The movie is three hours long, owing to the tendency of many of the SHs to soliloquize. Dr Manhattan does it just standing there, whereas Rorschach at least is voiceover, with action going on. These speeches are staid exercises in cynical, nihilistic viewpoint, really just flouncy cries for attention. Watchmen wants some seriousness to survive thru the malarkey but chokes it with a reliance on comic book surface.

I never read the comic, tho I think I may have it around here. I like turning superheroes on their end, but this is a rough attempt. There is considerable backstory implied, some of it ridiculous. The central female, whose moniker I forget, turns out, we discover, to be the daughter of The Comedian, who raped her SH mother. The Comedian himself, he never does one clean superhero act, not even in his vaunted youth. He is hard to fit into the story. The others, even Rorschach, who is a psycho, seem to have managed some superheroism.

The result of all this, I feel, is over extended trash. I mean trash in the positive sense, but still. The stultifying speeches soften whatever edge that was possible, so that even the looniness of the characters is dried out. Alas. I suspect the comic would work better. I do not know if The Dark Knight could have been a source for this film, but there are similarities. Instead of the Joker at the center, tho, we have the two drippiest SHs, The Owl and that aforementioned 2nd generation SH.

Sunday, July 19, 2009

Another Shadow by Tom Beckett (Precipitous Inklings)

Tom Beckett has a new e-book available called Another Shadow.
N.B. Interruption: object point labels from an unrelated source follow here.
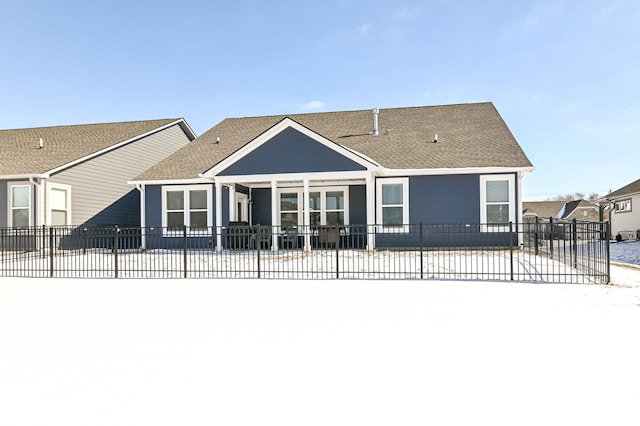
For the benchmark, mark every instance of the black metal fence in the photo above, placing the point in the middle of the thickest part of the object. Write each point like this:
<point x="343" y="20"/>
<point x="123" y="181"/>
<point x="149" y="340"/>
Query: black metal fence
<point x="541" y="251"/>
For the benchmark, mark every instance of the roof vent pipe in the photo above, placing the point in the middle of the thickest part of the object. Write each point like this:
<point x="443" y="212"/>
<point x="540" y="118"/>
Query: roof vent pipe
<point x="375" y="122"/>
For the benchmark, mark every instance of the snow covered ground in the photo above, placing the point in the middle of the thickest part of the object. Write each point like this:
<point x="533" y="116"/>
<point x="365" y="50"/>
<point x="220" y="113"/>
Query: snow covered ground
<point x="625" y="252"/>
<point x="255" y="352"/>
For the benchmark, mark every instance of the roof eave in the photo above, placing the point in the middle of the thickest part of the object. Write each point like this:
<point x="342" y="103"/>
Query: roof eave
<point x="181" y="122"/>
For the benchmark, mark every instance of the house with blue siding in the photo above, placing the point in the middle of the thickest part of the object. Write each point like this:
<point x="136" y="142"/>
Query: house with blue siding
<point x="77" y="175"/>
<point x="383" y="169"/>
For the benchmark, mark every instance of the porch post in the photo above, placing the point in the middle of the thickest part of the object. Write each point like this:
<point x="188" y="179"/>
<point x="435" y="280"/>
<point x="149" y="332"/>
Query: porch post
<point x="218" y="225"/>
<point x="371" y="211"/>
<point x="307" y="216"/>
<point x="274" y="214"/>
<point x="233" y="211"/>
<point x="143" y="214"/>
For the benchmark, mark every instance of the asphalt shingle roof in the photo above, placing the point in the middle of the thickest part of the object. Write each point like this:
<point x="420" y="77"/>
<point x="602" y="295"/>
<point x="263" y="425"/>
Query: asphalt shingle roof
<point x="20" y="153"/>
<point x="543" y="208"/>
<point x="632" y="188"/>
<point x="469" y="135"/>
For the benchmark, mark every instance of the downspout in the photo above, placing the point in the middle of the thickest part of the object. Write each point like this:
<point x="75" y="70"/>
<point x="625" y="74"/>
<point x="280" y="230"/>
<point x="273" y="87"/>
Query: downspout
<point x="520" y="225"/>
<point x="40" y="207"/>
<point x="143" y="215"/>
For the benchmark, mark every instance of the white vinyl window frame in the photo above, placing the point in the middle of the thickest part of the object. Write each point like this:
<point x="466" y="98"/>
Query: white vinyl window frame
<point x="323" y="203"/>
<point x="623" y="206"/>
<point x="12" y="207"/>
<point x="381" y="205"/>
<point x="186" y="189"/>
<point x="51" y="200"/>
<point x="484" y="203"/>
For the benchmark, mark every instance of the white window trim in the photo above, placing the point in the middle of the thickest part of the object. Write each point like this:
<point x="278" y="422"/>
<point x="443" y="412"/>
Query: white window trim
<point x="323" y="207"/>
<point x="67" y="188"/>
<point x="484" y="227"/>
<point x="185" y="189"/>
<point x="623" y="206"/>
<point x="405" y="204"/>
<point x="10" y="186"/>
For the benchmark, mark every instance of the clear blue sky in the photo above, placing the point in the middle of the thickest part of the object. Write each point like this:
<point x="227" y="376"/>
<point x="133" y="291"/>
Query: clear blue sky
<point x="565" y="75"/>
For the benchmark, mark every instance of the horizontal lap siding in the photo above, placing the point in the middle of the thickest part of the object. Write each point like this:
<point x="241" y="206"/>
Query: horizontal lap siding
<point x="291" y="152"/>
<point x="444" y="199"/>
<point x="3" y="204"/>
<point x="627" y="221"/>
<point x="447" y="206"/>
<point x="100" y="194"/>
<point x="261" y="206"/>
<point x="153" y="218"/>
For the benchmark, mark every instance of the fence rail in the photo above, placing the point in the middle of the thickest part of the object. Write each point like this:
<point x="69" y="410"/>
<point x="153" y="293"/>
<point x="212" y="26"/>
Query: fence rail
<point x="546" y="251"/>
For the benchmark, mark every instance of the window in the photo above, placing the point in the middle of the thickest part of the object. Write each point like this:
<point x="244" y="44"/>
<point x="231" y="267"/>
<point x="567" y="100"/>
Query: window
<point x="623" y="206"/>
<point x="59" y="204"/>
<point x="19" y="205"/>
<point x="497" y="201"/>
<point x="393" y="203"/>
<point x="186" y="206"/>
<point x="327" y="206"/>
<point x="289" y="209"/>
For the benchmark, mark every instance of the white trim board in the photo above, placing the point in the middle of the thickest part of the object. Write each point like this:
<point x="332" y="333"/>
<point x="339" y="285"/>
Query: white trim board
<point x="286" y="123"/>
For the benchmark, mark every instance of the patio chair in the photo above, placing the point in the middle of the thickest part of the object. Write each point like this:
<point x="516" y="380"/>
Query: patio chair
<point x="290" y="238"/>
<point x="328" y="236"/>
<point x="263" y="233"/>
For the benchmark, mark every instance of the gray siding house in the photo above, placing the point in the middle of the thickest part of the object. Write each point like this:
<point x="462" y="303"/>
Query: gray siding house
<point x="388" y="167"/>
<point x="77" y="175"/>
<point x="624" y="214"/>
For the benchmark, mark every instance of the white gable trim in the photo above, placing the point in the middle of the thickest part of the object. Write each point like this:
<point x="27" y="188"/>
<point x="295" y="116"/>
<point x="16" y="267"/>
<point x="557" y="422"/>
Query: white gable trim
<point x="294" y="177"/>
<point x="460" y="171"/>
<point x="183" y="125"/>
<point x="285" y="123"/>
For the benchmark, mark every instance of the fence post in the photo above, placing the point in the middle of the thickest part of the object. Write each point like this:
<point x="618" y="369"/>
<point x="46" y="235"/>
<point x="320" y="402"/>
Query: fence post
<point x="115" y="250"/>
<point x="551" y="232"/>
<point x="607" y="252"/>
<point x="51" y="241"/>
<point x="511" y="248"/>
<point x="574" y="231"/>
<point x="536" y="233"/>
<point x="421" y="253"/>
<point x="338" y="254"/>
<point x="258" y="242"/>
<point x="43" y="242"/>
<point x="184" y="251"/>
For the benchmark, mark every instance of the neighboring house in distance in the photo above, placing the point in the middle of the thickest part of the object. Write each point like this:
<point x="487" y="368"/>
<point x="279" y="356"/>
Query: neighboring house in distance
<point x="624" y="210"/>
<point x="391" y="167"/>
<point x="561" y="210"/>
<point x="77" y="175"/>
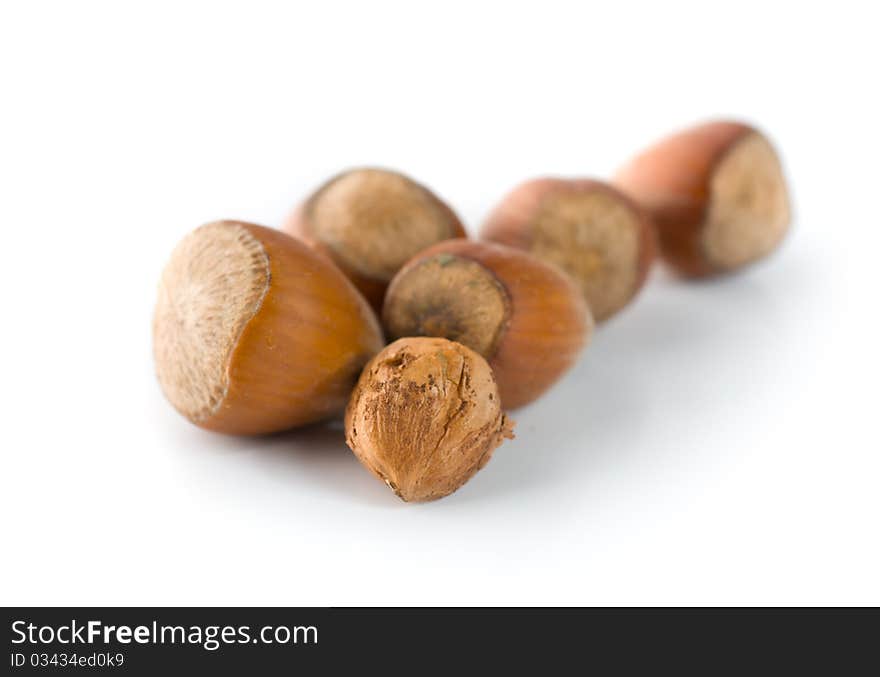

You would do well to avail yourself.

As it happens, Ron Silliman recently adverted a review of Geoff Young's work by Terrence Winch, which, tangent to this tho it be, is worth a look. Winch writes, "In a universe of very needy and ambitious writers, these brave souls will be seen primarily in their role as servants to the needy." With both Young and Beckett, I knew them first as publishers, excellent ones. It is nice to see some sense of their worth as writers come to the fore. Anyway, the appearance of Tom's book engenders a few general thoughts.

First, his tendency to write in short lines, brief nuggets. Writers come to mind: Niedecker, Corman, Raworth, Zukofsky. The impulse behind each writer is different but there seems to be a coincidence of effect, as one reads these trimmed and salient works. I mean the metre of the short line, for one thing. Energy coalesces in the words hung nakedly in the white space.

As I read thru the works in Another Shadow, I am aware of the meaning in the white space that Tom carefully protects. Much resides in that white space. There is a time signature there, not strictly a matter of beats. Page as stanza, or measure.

The reader has to respect the beats, read carefully and slowly. Even tho there is much nervous energy involved in the writing.

Years ago, Peter Ganick remarked that his own work was philosophy. I take that to mean that not just aesthetic issues are at work (or play) but that a manner of thinking and discovery also occurs. Tom Beckett's work is implacable in its persistence to extend into if not resolve issues of body and mind. This is a constant in Tom's work. We read an involvement, set to a measure. The Internet has allowed Tom Beckett to blossom as a writer, to find a greater audience for his own work. It is about time.